Il serait peut-être judicieux de s'appuyer sur ces petites réalités afin d'en extraire de vraies solutions.

Ce genre de doublons se retrouve aussi à des niveaux plus importants. Il se peut qu'un département entier ne serve à rien. J'en fus là encore le triste spectateur. Dans le cadre de l'élaboration de la newsletter dont j'ai parlé dans le chapitre précédent, il a fallu produire une maquette. Le sous-directeur a donc logiquement demandé au département des publications, de la communication et de la documentation, de lui préparer un projet. Ne recevant rien pendant des semaines, le sous-directeur, impatient d'en découdre, m'a demandé de lui proposer une maquette, ce qui fut fait dans les deux jours. Piqué au vif, le département a émis des réticences sur mon travail. Afin de ménager les susceptibilités, le sous-directeur a dû prendre en compte certaines propositions du département, qui sont arrivées sur son bureau trois semaines après… Et ma chef de bureau de me dire : « Les départements de ‘comm' dans les administrations, ce sont des bulles d'air, ce genre de missions devrait être délégué à un prestataire privé, c'est du reste ce qui se fait dans les mairies et certains conseils généraux !… » Mais chut, ce genre de choses ne se dit pas.

Autre exemple croustillant, celui du département des études statistiques locales. Si doublon il y a, c'est ici avec le secteur privé. Moins grave donc, en apparence, mais la question de l'utilité d'un tel département est malgré tout posée. Ce département est chargé, comme son nom l'indique, de produire des statistiques sur les finances locales et sur les collectivités en général, données utiles aux décideurs locaux. A priori rien de très choquant. Sauf que les données fournies sont quelquefois légèrement périmées.

Quel ne fut pas mon étonnement lorsque je reçus, en mars 2006, une brochure en papier glacé avec CD-Rom à l'appui, retraçant le bilan des finances des départements de 2003 ! La réponse à mon étonnement suspect, la voici : « C'est un travail très fouillé qui demande beaucoup de temps. » C'est heureux ! Vu les délais, on est effectivement en droit de s'attendre à une enquête approfondie. Seulement dans le même temps, il existe des organismes privés, des banques comme Dexia Crédit local, spécialisés dans les opérations financières avec les collectivités, qui produisent des statistiques quasiment en temps réel. Le chef de bureau de l'analyse budgétaire et financière m'a d'ailleurs fait un jour cette confidence qui en dit long : « Lorsque j'ai besoin d'informations récentes, je m'adresse à un copain qui bosse au département statistiques de Dexia, et pas à notre département statistiques ». Sans commentaire.

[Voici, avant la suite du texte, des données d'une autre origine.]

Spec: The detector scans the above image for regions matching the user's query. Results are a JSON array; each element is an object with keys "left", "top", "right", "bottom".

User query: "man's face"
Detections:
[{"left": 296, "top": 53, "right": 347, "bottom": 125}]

À l'heure où l'on se gargarise de « réforme de l'État », il serait peut-être judicieux de s'appuyer sur ces petites réalités afin d'en extraire de vraies solutions.

Pourquoi, par exemple, ne pas confier ces tâches annexes que sont la communication et les études statistiques, à des organismes privés ? Cela n'affecterait en rien les missions centrales de l'administration, et je dirais même plus, cela les épaulerait peut-être plus efficacement.